The answer depends on your circumstances and the extent of the coverage provided by your major medical health plan. It’s important to think about how your finances might be affected by a serious medical condition.

Would you be able to pay your health plan’s out-of-pocket costs (deductible, copays, coinsurance) without much difficulty? Do you have enough in savings, paid leave, or disability insurance to cover your living expenses if you had to take an extended leave of absence from work during your recovery? Would the cost of unexpected additional expenses, such as childcare and travel to medical appointments, be a financial burden?

If the answer to any of those questions is yes, you might want to consider supplemental insurance, in addition to your regular major medical insurance.


Frequently asked questions about supplemental insurance

Frequently asked questions about supplemental insurance

How much does supplemental insurance cost?

Because of the limited benefits, supplemental insurance tends to have more affordable premiums than other types of more comprehensive coverage.
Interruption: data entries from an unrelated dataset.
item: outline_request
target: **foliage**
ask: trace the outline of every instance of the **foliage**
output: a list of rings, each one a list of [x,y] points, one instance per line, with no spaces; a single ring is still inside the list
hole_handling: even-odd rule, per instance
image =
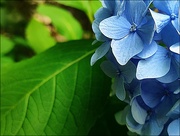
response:
[[[178,0],[1,0],[0,11],[1,135],[179,133]]]

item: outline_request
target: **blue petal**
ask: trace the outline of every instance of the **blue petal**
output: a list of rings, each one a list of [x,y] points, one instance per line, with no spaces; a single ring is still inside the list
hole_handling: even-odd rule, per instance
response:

But there’s still a lot of variation in the premiums: they can range from just a few dollars per month1 to over $100/month.2

The premium amount depends on a variety of factors, including where you live, your age, the insurer you choose, the level of benefits you select, and the type of policy you’re buying (accident insurance, critical illness insurance, cancer insurance, etc. or a combination of different policies). The monthly premium also depends on whether you’re buying the coverage on your own, or obtaining it through a trade group or similar organization.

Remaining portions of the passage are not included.